Dalam hal ini prilaku sikorban, disadari atau tidak , merangsang timbulnya
perkosaan. Sebagai contoh, seorang wanita berjalan sendiri di tempat yang sepi,
cara korban berpakaian yang dapat merangsang seseorang untuk melakukan
kejahatan perkosaan”.
Pendapat
itu menunjukan mengenai posisi korban yang secara tidak langsung turut ambil
bagian terhadap terjadinya pemerkosaan. Artinya, ada sikap, prilaku, cara
menempatkan diri, cara bergaul, dan hadir pada suasana yang menurut pandangan
umum tidak lazim, yang dapatt mendorong emosi dan nafsu laki-laki untuk berbuat
tidak senonoh dan memperkosanya.

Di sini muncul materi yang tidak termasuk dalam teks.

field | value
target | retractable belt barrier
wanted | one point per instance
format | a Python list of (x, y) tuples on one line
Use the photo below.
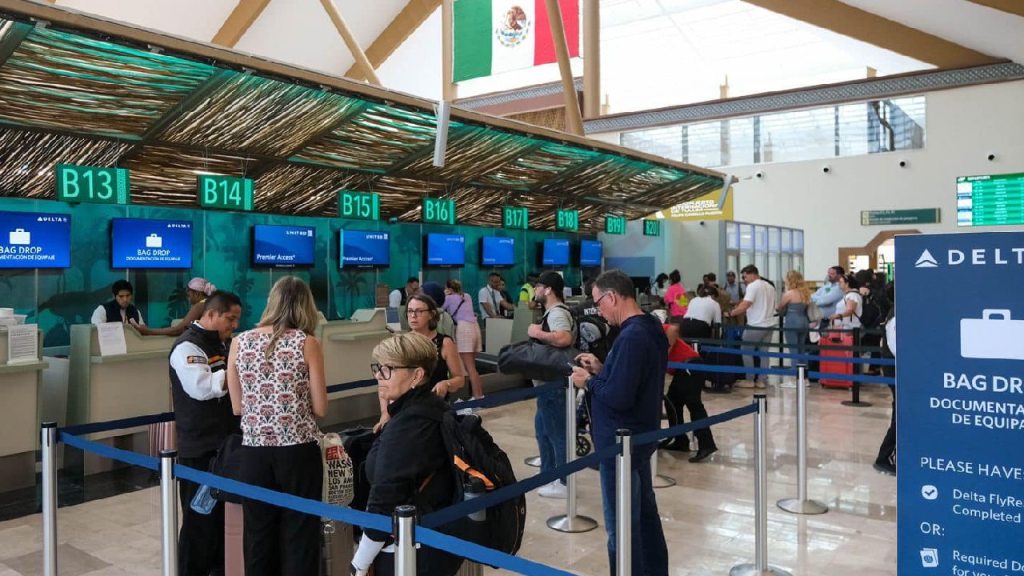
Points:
[(425, 533)]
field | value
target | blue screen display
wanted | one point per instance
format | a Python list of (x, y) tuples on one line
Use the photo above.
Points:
[(556, 252), (137, 243), (445, 249), (365, 248), (35, 240), (497, 251), (591, 252), (283, 245)]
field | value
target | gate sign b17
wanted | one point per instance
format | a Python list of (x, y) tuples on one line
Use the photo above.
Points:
[(960, 384)]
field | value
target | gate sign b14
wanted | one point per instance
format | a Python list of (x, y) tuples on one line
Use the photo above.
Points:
[(960, 384)]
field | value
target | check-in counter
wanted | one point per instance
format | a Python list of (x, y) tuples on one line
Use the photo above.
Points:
[(347, 346), (109, 387), (19, 391)]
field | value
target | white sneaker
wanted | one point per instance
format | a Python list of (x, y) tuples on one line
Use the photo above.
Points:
[(554, 490)]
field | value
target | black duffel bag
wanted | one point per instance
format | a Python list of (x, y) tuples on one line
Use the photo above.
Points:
[(537, 361)]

Korban telah menempatkan dirinya sebagai
“pelaku secara tidak langsung, karena apa yang diperbuatnya telah mendorong
terjadinya kriminalitas”.
Pendapat
itu dipertegas oleh Anton Tabah (Dalam Abdul Wahid dan Muhammad Irfan, Perlindungan terhadap korban kekerasan
seksual Advokasi Atas Hak Asasi Perempuan, Hlm:71), beliau mengatakan
“meningkatnya kasus perkosaan terkait erat dengan aspek sosial-budaya. Budaya
yang semakin terbuka, pergaulan yang semakin bebas, cara berpakaian kaum hawa
yang semakin merangsang dan kadang-kadang dengan berbagai perhiasan mahal, kebiasaan bepergian
jauh sendirian, adalah faktor-faktor dominan
yang mempengaruhi tingginya frekuensi kasus perkosaan.
Begitu
pula dengan beberapa tokoh masyarakat yang sempat diwawancarai secara terpisah
(Bapak Suharto (Taluditi) Pada
tanggal 28 Desember 2012, Bapak Bambang Hari Utomo (Randangan) Pada
tanggal 5 Januari 2013, Bapak Kahar Sabu (Buntulia Jaya) pada tanggal
7 Januari 2013, Ibu Sartin Pakaya (Buntulia Selatan) Pada
tanggal 10 Januari 2013 dan Bapak Riadi S.Pdi (Makarti Jaya) pada
tanggal 19 Januari 2013), mereka
mengatakan yang pada intinya bahwa selain kebiasaan pelaku yang suka menonton
atau melihat gambar-gambar porno, kebiasaan korban yang sering berpakaian
fulgar dan berjalan ditempat-tempat sepi sendirian juga menjadi salah satu
faktor penyebab terjadinya tindak pidana pemerkosaan dimasyarakat.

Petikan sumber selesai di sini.